Our Homeowners Association even tried contacting our local cable provider, Morris Broadband. What a waste of time. We follow up every six months for years, only to be ignored or met with more stonewalling.
Federal Communication Commission Universal Service Scandal
On every telephone bill, there’s several taxes added, including the “Universal Service Fund” tax. This tax is supposed to support building communication infrastructure to rural areas. In 1996, this was expanded to include “high speed communications” such as internet. Regretfully, during the Obama administration, most of these funds were diverted to pay for low income “lifeline” cell phones rather than rural community infrastructure build out. Since then, bureaucratic effort after effort, with big bold steps after big bold steps, little to nothing has been done for most consumers.
Other rural internet solutions might be available ‘someday’
Yes, we’ve considered and looked at other technologies, such as satellite internet – Elon Musk’s Skylink Internet is promising, but those deep in the valley won’t have LOS to the satellite. We’ve looked at Television White Space (TVWS) technology, but it’s cost prohibitive, and even when it works, it’s said to not be fast enough to stream video like NetFlix or Amazon Prime Video.
Some places have no communication access at all
In our mountain subdivision, over half our neighbors have no access to DSL, high speed internet, no cell phone service – only 1 bar when the wind blows right. No access to satellites because they’re in a valley. Even copper wires providing landlines aren’t available. Even the governments own maps about what broadband service is available is a lie, the providers listed here for our address aren’t available!
We’ve lived on this mountain since about 2015. We just in the last few months got access to a regional WISP, after spending over $1000 with multiple tree climbers going up to cut limbs and place an antenna. And our neighbors own in the valley below us were excited, we thought it would be simple to throw up a few 900mhz WIFI bridges, like the Ubiquiti NanoBridge M9 NBM9 M900, and off they’d go.
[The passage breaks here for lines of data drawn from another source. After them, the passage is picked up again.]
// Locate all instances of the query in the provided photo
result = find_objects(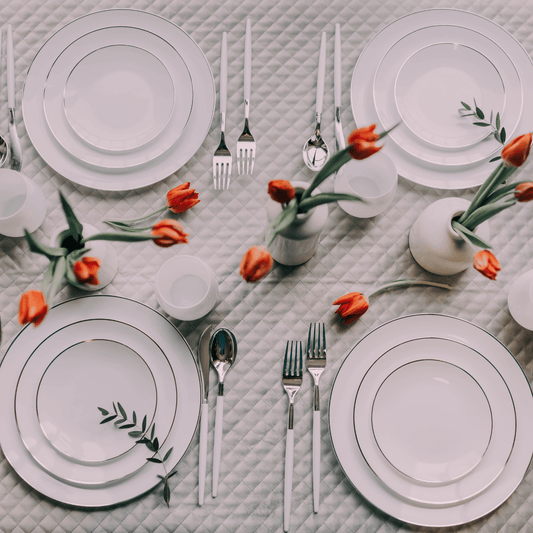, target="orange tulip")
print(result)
[150,219,189,248]
[268,180,296,204]
[167,181,200,213]
[514,181,533,202]
[333,292,369,326]
[348,124,383,160]
[502,133,533,167]
[240,246,274,281]
[72,257,102,285]
[18,291,48,326]
[474,250,502,280]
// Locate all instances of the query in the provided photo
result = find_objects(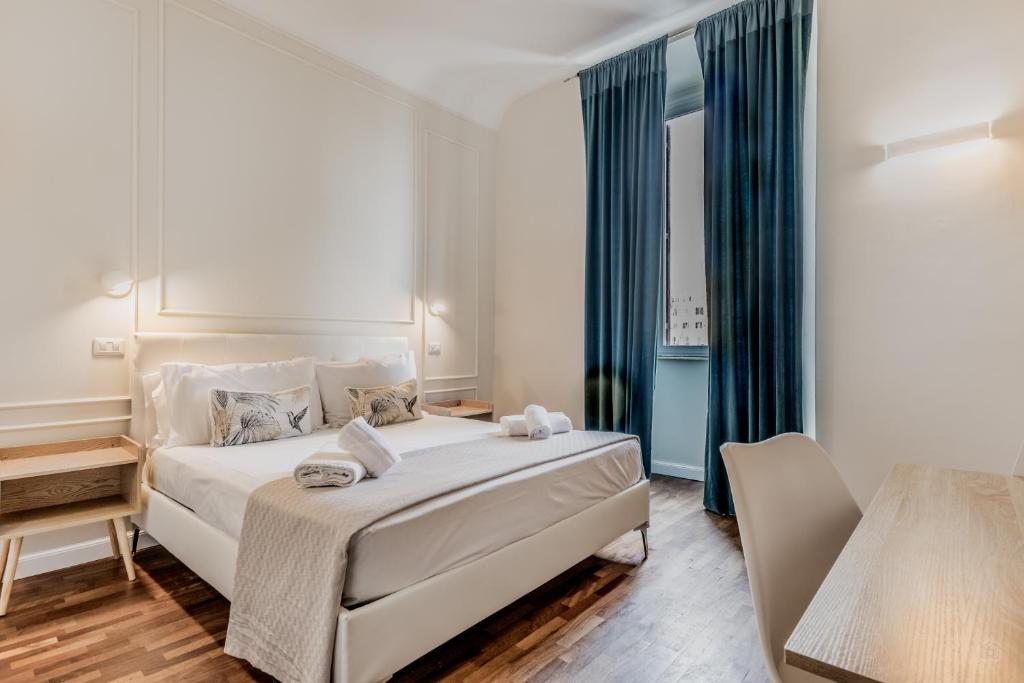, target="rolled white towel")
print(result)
[338,416,401,477]
[292,442,367,488]
[522,403,551,439]
[501,413,572,436]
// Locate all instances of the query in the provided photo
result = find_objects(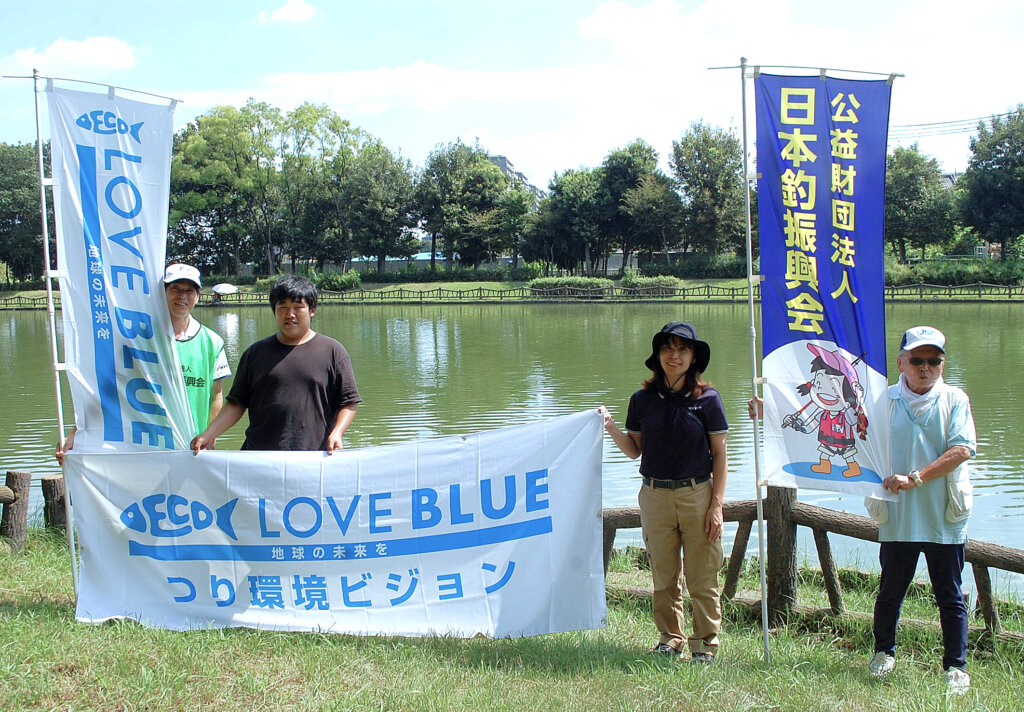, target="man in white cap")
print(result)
[53,263,231,458]
[164,263,231,432]
[868,326,977,694]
Nope.
One step forward, five steps back
So, through all the various options the bureaucrats – again, most of whom have little to no understanding of what they’re regulating or legislating – many still have no access to high speed internet.
In 2017, I visited rural Taiwan. I had faster internet on a moving train in rural Taiwan than is available in 2020 to most of my neighbors in Henderson County, North Carolina.
There are lots of people who should be ashamed of themselves, lots of leaders who aren’t doing much leading.
Do you have a solution for NLOS WIFI bridge
Maybe you know of another solution for NLOS WIFI bridge, something that will work just like the previous 900mhz WIFI bridges by Ubiquiti and other providers used to have. If you do… won’t you share it with us?